The following tale relates a trip taken with good friend William 'Billy' Elliott driving a new vehicle to Bulli one Saturday.
"Mr Elliott worked on the car all Friday night and we set off about 9.30 in the morning, hoping to arrive at Bulli about lunch time," Mr Skinner later recalled. "Everything went well until we reached the turning to Helensburgh, via Brown's Hill, and the top Sandy Road via Bulli Pass. Here we discovered the petrol was running out too quickly. Additional supplies had been sent to Bulli by rail.

"At the top of Brown's Hill, Billy said, 'Here's where we save some petrol'. He shut off the supply and started to coast down the hill. After going about 20 yards the pace became a cracker.

"I said, 'What's up?' and Billy replied, 'The damned brakes won't work!' Next, he tried to put his gears in, but they stripped, and off we went on our mad race.

"Two tires burst, we jumped water-courses, and the scenery rushed past in whirling array. There were two cows on the road; one went up the hill and the other down.

"There was no fence in those days and few places where a cart could pass. Fortunately, we met none. At the bottom Billy drove sideways into an embankment. Four tires were burst and missing, the gears were gone and our nerves were not functioning well. Billy says we reached 150 miles an hour (241.4 kilometers per hour).
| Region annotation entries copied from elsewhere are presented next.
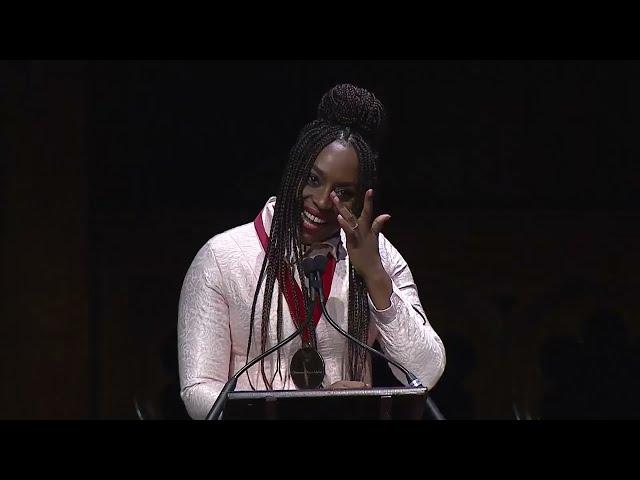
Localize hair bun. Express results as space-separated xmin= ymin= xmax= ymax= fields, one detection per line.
xmin=318 ymin=84 xmax=384 ymax=136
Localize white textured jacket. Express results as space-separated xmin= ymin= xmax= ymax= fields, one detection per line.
xmin=178 ymin=197 xmax=445 ymax=419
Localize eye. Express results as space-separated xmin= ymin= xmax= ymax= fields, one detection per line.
xmin=335 ymin=188 xmax=353 ymax=202
xmin=307 ymin=173 xmax=320 ymax=187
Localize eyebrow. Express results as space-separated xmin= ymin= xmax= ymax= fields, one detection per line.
xmin=311 ymin=165 xmax=358 ymax=188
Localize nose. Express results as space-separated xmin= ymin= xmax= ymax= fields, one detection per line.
xmin=313 ymin=188 xmax=333 ymax=212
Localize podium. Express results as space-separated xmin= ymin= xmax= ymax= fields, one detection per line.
xmin=222 ymin=387 xmax=427 ymax=420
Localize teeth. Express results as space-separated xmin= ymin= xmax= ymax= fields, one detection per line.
xmin=302 ymin=210 xmax=327 ymax=225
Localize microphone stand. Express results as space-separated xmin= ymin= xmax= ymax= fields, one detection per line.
xmin=303 ymin=255 xmax=445 ymax=420
xmin=206 ymin=327 xmax=302 ymax=420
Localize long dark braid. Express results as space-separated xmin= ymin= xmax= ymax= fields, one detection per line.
xmin=247 ymin=85 xmax=384 ymax=390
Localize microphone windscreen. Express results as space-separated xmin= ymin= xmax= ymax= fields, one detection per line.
xmin=313 ymin=255 xmax=328 ymax=273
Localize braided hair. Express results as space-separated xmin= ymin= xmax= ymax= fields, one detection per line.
xmin=247 ymin=84 xmax=384 ymax=390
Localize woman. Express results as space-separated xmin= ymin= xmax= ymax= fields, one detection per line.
xmin=178 ymin=85 xmax=445 ymax=419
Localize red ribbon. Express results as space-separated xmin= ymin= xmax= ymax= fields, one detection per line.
xmin=253 ymin=212 xmax=336 ymax=343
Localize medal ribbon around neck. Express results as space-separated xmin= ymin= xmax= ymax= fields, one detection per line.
xmin=253 ymin=211 xmax=336 ymax=345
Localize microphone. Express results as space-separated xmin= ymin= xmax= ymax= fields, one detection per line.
xmin=206 ymin=327 xmax=302 ymax=420
xmin=303 ymin=255 xmax=445 ymax=420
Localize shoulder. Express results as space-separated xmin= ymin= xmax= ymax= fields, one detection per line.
xmin=378 ymin=233 xmax=406 ymax=272
xmin=206 ymin=222 xmax=260 ymax=256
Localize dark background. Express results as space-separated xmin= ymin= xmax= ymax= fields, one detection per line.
xmin=0 ymin=60 xmax=640 ymax=419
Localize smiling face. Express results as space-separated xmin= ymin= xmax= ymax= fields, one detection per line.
xmin=300 ymin=140 xmax=358 ymax=245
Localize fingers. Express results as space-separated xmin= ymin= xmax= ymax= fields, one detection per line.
xmin=338 ymin=215 xmax=360 ymax=239
xmin=371 ymin=213 xmax=391 ymax=235
xmin=360 ymin=189 xmax=373 ymax=225
xmin=331 ymin=192 xmax=359 ymax=229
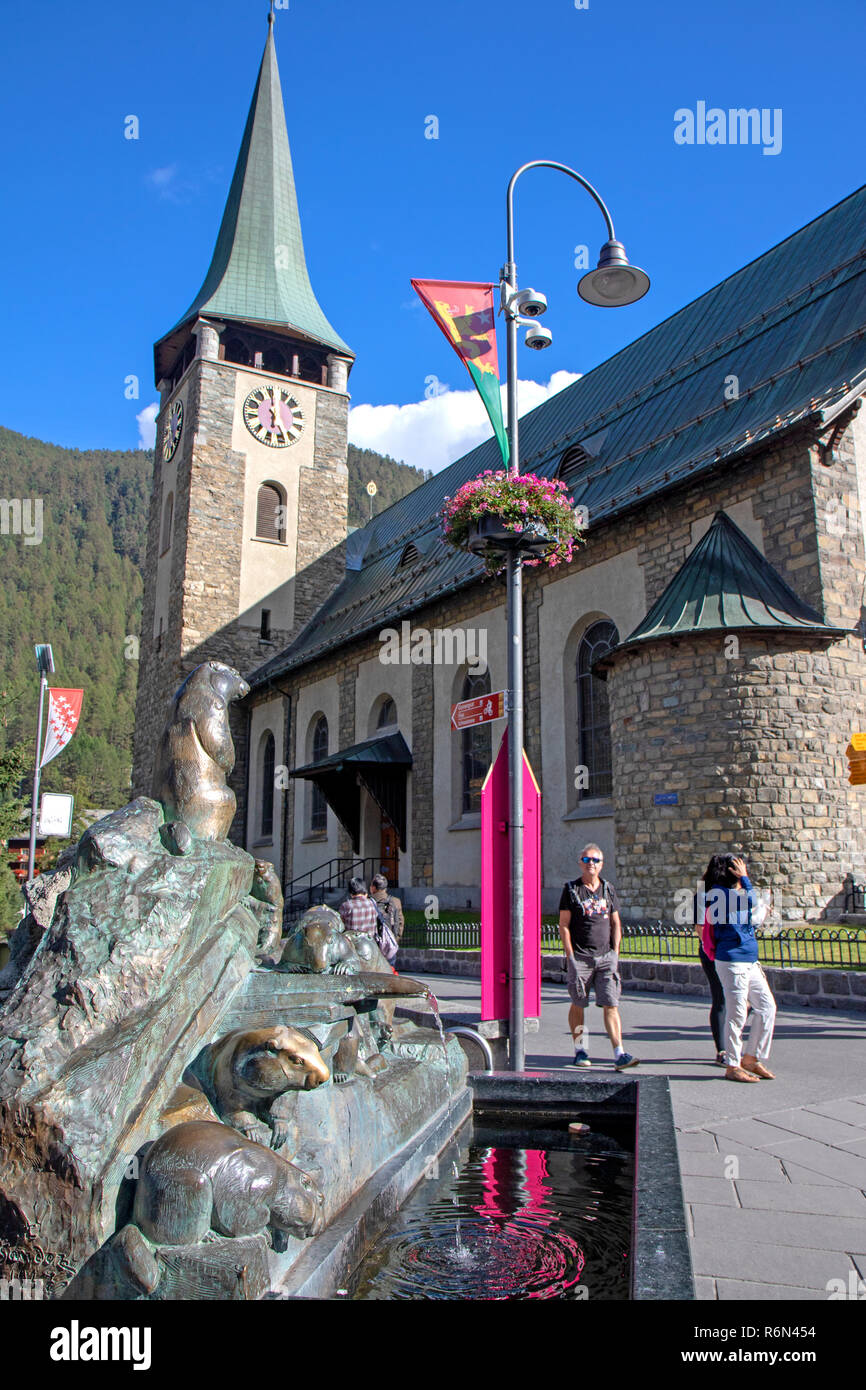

My estimate was 500. With the assistance of three different horses, we reached our destination at 7.30 PM. Ultimately, one of the brakes was found in the back of the car."

In the early days when horseless carriages were still drawing crowds of onlookers wherever they went, the difficulty was finding a place to stop the car. One day Harrie Skinner took his wife for a drive to La Perouse. On arriving, a tire was flat, and he proceeded to pump the tyre up, surrounded by an audience of hundreds, according to a story printed in The Motor in 1927, Mrs Skinner objected to this publicity, and threatened never to get into the car again. To please her, Skinner drove into the bush away from prying eyes, and continued working on the car. While he was busy, three young fellows drove up in a horse-drawn cart, and sensed that something was wrong.

"Can we gi' yer a hand?"

"No, thanks," replied Mr Skinner.

"Gi' yer a pull?"

"No."

"Well, can we take yer tart?"

== Driving examiner ==
As car numbers began to increase on New South Wales roads, and public safety became an issue for police, the authorities, who had already worked in close association with the club on motoring issues, approached it to provide an experienced driver to undertake the examination of drivers for licences. Harrie was nominated as the member "with the most time on his hands" — a surprising statement given his level of activity. He was authorised to examine drivers and issue certificates.

Harrie Skinner's work for the RACA and his founding role earned him the honour of the first Honorary Life Membership of what was by then the Royal Automobile Club of Australia. A year before his death in 1936, an honorary portrait of him was unveiled at a special presentation at the RACA's Club House in Macquarie Street, where it remains on display.

== Death ==
Skinner died in October 1936 presumably at the age of 81. His body was buried in Waverley Cemetery, with his self-penned epitaph on his headstone:

"Life is Done, Time Ends, Eternity's Begun".

"Life was a funny proposition after all."